Catabolic function elicits a dimorphic response. Chondrocytes were treated with 10 ng/ml IL-1β for 24 hours to provoke an inflammatory response and activate the catabolic function. No differences were detected in the expression of COL2A1, ACAN, SOX9 (A-C), COL10A1, and COL11A (D-E). COL6A1 decreased similarly for males and females (F), but COL9A1 and DCN decreased, resulting in the same trend observed for basal conditions (G-H). No dimorphism was found for HSPG2 (I). All proteases tested increased with treatment (J-O), but dimorphism was observed only in ADAMTS4 and MMP1. No significant differences were detected in TIMP1 and TIMP2 expression (P-Q). The pro-inflammatory cytokines IL-1β and IL-6 increased with treatment; however, no dimorphism was detected (R-S). Data are presented as mean ± SD of relative quantity to normalizer (geometric mean of 18S and GAPDH).
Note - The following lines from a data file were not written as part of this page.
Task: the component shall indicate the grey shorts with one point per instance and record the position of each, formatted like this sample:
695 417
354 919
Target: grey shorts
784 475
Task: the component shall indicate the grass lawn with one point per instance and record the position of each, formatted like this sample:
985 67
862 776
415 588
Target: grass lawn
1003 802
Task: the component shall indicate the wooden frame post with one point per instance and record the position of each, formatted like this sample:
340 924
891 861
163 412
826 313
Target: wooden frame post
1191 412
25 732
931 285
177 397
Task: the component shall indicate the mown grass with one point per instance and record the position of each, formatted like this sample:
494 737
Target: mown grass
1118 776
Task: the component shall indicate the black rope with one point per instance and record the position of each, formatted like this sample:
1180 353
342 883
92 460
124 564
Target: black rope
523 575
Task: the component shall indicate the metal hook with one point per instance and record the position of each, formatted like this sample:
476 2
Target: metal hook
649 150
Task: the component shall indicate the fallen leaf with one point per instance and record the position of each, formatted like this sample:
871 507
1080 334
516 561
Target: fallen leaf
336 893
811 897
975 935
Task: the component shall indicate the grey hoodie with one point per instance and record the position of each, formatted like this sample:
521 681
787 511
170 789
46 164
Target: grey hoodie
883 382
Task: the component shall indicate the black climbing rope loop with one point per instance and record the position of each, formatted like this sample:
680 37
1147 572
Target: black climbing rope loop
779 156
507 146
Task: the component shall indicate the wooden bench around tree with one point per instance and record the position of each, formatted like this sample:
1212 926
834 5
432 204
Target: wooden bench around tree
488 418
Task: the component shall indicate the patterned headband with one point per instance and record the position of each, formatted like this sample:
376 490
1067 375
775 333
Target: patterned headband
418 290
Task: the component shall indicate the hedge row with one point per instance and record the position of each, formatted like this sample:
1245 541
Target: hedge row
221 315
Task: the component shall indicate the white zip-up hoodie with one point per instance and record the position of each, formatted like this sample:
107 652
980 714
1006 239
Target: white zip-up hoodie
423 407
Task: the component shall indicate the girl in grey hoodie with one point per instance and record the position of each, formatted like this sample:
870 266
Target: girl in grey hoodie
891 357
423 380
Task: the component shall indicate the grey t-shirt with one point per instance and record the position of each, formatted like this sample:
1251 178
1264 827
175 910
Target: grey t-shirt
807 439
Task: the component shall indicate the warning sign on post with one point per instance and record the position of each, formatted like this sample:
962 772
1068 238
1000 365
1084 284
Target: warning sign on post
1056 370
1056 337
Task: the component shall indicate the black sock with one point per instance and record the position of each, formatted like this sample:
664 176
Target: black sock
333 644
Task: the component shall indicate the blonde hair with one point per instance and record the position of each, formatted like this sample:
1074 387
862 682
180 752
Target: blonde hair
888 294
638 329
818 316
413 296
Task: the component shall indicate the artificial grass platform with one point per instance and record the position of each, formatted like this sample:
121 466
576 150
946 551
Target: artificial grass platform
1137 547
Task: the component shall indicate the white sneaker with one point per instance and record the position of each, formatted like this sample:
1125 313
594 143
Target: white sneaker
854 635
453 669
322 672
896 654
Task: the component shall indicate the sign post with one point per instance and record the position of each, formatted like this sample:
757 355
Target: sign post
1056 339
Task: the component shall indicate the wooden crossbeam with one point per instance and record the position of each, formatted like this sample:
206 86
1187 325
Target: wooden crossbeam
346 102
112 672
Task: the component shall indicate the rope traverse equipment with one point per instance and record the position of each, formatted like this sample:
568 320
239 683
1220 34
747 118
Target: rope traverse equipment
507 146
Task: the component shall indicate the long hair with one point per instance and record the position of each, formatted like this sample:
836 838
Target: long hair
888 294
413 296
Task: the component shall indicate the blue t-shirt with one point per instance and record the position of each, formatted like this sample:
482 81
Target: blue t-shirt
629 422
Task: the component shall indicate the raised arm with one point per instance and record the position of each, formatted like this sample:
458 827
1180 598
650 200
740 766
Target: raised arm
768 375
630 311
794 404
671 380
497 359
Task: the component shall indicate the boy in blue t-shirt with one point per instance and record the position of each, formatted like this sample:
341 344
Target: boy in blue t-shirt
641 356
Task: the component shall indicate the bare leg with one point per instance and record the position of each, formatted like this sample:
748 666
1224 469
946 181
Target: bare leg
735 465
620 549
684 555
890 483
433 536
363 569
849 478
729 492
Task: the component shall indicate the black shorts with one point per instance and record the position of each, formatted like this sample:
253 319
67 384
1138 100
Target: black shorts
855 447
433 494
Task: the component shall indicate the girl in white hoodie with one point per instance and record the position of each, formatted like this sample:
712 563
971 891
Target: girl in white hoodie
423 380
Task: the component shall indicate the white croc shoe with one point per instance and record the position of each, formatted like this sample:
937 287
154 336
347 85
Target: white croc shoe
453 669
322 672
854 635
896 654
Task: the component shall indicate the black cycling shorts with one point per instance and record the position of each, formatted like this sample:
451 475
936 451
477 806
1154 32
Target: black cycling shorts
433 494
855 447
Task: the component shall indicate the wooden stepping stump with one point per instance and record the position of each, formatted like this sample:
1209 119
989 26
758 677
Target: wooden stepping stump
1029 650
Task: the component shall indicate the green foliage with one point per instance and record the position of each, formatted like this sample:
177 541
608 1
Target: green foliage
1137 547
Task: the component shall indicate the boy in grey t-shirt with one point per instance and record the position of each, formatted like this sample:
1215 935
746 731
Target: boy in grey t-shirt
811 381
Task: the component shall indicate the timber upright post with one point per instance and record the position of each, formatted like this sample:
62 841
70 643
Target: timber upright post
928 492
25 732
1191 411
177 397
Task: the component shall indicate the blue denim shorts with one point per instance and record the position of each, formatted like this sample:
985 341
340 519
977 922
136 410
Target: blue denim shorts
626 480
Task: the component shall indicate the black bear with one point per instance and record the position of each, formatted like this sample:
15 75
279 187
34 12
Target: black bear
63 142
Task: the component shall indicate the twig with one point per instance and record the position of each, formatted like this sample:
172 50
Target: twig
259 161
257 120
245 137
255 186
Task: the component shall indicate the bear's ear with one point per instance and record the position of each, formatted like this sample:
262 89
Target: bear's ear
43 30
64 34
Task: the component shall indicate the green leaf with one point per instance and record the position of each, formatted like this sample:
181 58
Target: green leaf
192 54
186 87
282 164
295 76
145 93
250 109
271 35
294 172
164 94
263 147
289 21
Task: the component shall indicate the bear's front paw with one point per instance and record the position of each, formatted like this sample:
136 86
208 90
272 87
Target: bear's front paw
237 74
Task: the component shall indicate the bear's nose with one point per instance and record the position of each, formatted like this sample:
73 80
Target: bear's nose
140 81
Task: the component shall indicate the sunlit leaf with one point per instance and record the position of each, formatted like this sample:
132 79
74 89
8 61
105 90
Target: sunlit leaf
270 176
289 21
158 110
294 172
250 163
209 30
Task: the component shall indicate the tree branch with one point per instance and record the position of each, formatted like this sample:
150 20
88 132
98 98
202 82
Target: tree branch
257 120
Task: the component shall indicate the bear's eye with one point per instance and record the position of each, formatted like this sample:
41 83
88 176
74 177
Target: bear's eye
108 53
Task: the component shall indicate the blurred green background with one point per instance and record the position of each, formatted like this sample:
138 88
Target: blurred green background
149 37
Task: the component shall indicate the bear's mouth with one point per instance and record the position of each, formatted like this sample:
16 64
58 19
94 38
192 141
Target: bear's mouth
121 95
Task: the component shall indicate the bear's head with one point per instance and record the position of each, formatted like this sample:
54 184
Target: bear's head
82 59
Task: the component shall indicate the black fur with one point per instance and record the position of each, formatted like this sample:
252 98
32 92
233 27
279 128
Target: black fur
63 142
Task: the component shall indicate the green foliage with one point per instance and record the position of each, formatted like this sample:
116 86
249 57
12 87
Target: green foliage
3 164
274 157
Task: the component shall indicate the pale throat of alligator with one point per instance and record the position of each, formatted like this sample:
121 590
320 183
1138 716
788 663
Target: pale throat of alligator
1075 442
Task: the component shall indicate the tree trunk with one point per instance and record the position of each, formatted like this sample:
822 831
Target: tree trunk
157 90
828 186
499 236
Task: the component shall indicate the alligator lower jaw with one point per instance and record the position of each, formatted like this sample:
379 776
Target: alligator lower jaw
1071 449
Cells from 6♂ + 6♀ were used in passage 0. MMP = metalloprotease; ADAMTS = a disintegrin and metalloproteinase with thrombospondin motifs; DCN = decorin; TIMP = tissue inhibitor of metalloproteases; ACAN = agreccan; COL = collagen; SOX9 = SRY (sex determining region Y)-Box 9; HSPG2 = heparan sulfate proteoglycan 2 (perlecan); GAPDH = glyceraldehyde-3-phosphate dehydrogenase.

Figure 7.

No dimorphism was detected in chondrocyte regenerative function. (A) Schematics of the experimental design. (B) Representative images showing high viability of cells kept for up to 2 weeks in alginate beads in the presence of 10 ng/ml of TGF-β3. Live cells are in green (calcein) and dead are in red (ethidium homodimer-1; scale bar, 100 µm). (C-S) A qPCR analysis was done on the expression of COL2A1, ACAN, SOX9, COL6A1, COL9A1, COL10A1, COL11A1, MMP1, MMP3, MMP9, MMP13, ADAMTS4, ADAMTS5, TIMP1, and TIMP2. Data are shown as mean ± SD of relative quantity to normalizer (18S and SDHA were used as normalizers). Males are shown as green circles and females as purple squares. Cells originate from 6♂ + 6♀ in passage 2. Shown P values indicate comparison between sexes per time point (two-way ANOVA with Sidak’s test for multiple comparisons). The * indicates P < 0.05 and ** indicates P < 0.001 comparing relative quantities of Week 1 to monolayer and Week 2 to monolayer per sex (repeated measures two-way ANOVA with Dunnett’s test for multiple comparisons). TGF-β3 = transforming growth factor β3; qPCR = quantitative polymerase chain reaction; MMP = metalloprotease; ADAMTS = a disintegrin and metalloproteinase with thrombospondin motifs; ACAN = agreccan; COL = collagen; SOX9 = SRY (sex determining region Y)-Box 9; HSPG2 = heparan sulfate proteoglycan 2 (perlecan); SDHA = succinate dehydrogenase complex flavoprotein subunit A; TIMP = tissue inhibitor of metalloproteases; ANOVA = analysis of variance.

Figure 8.

Venn diagram summarizing the targets that were differentially regulated in male and female chondrocytes depending on the particular stimulation. Arrow and symbol indicate which biological sex had an upregulated gene expression. MMP = metalloprotease; ADAMTS = a disintegrin and metalloproteinase with thrombospondin motifs; DCN = decorin; COL = collagen; SOX9 = SRY (sex determining region Y)-Box 9.